Other books for which Oliver has created
artwork and jacket designs include Gregory David
Roberts' worldwide bestselling novel,
Shantaram, and nonfiction titles from
Tal Ben-Shahar,
Dirk Steffens, Ephraim Kishon,
André Fourçans,
Tom Buhrow, and
Anne
Cushman.
In 2009, Oliver received an invitation
from the German Ministry of Finance to create official stamp designs for
Germany. Winning the grand prize (10,000 EUR)
in the closed competition for the official
Oktoberfest poster on behalf of the City of Munich
in 2008,
Oliver's design has been featured on a multitude of
merchandising products ranging from the official collector’s item beer stein
to t-shirts and mugs. This tops off a series of competition
awards Oliver has received over time.
Other
recent clients include the British Prospect Magazine and one of
America's most eminent newspapers, The Christian Science Monitor. A
documentary of 2004 included footage of Oliver working on
a DER SPIEGEL cover design which was used for an international exhibition
tour showcasing the cover art of 50 years from Germany's largest news magazine.
From
Journalism to Corporate Design to Multimedia
Oliver is also engaged in
corporate design projects ranging from developing
corporate identity strategies to magazine designs, logo designs, stationery, brochures,
kitchenware and
collateral. Clients include publishers, corporations, universities, and
conference organizers. He also works as a friend of the court
for design and multimedia engineering, and has worked on multimedia
ventures (which include animation and soundtracks) for
clients from Germany, the United States and Asia.

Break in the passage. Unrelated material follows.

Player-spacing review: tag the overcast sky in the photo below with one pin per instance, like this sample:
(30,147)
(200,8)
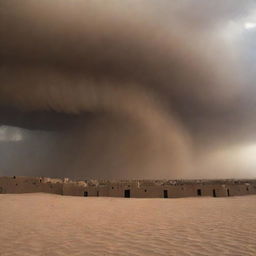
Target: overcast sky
(128,89)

In 1999, Oliver launched his very own
legal magazine, LEGAmedia, an online-only publication
for which he served also as editor-in-chief over five years. Following
Oliver's three-month stint in New York City, LEGAmedia quickly evolved
into one of the world’s largest legal web sites, featuring multilingual
articles and exclusive
authors
like former NYC mayor, Ed Koch, Harvard's strategic management guru, Michael
Porter, and hundreds of partners from major international law firms.
In 1996, while working as a
freelance journalist for a variety of magazines and as editor for a highly-circulated publication for C.H. Beck, Germany’s largest legal publisher, he evolved into one of
the country's first web
site developers, working for
large-scale clients
from publishing and for
major law firms.
Oliver also published and edited that legal magazine's online edition
for a period of more than two years. He was successively contracted by
AOL to edit a
legal online publication.
His legal web site engineering client
list reads like a
Who's Who among Germany's largest law firms. In 1999, Oliver's web site for
Haarmann
Hemmelrath,
then among the country’s top-five law firms, was awarded the
grand prize (3,500 EUR)
in recognition of what the jury from the German Bar Association
considered to be Germany's best web site for a law firm.
How it all
Came About
Oliver’s career as
illustrator,
designer and artist is somewhat
unique in that he is self-taught in everything he has professionalized on. He
holds a master’s degree ("Diplom-Ingenieur") in Electrical Engineering and
Information Technology from the University of Technology, Munich,
specializing in signal processing and speech analysis.
Oliver supported his university years
by creating cartoons and
illustrations for some of Germany’s largest daily papers, including weekly
artwork for DIE WELT, and assignments from Süddeutsche Zeitung
and Frankfurter Allgemeine Zeitung, as well as hundreds of
special-interest publications from around the world. This is where his
profession as a self-taught illustrator and designer got initiated.
During graduation and after, while still
supporting himself entirely on cartoons, Oliver was torn
between making a living as a professional artist and seeking a post-graduate
academic career in the fields of ethology (voice analysis in bonobos, cetaceans and
birds) and phonetics (speech analysis in humans).
To this end, he spent a total of over a
year at
world-renowned ethologist Konrad Lorenz’s Max Planck Institute for Behavioral
Physiology with human ethologist, Irenäus Eibl-Eibesfeldt, as well as at universities in
Germany and France.
Around 1996, with the Deutsche Bank
approaching him for a major illustration assignment, Oliver decided to settle
for illustration, design and journalism.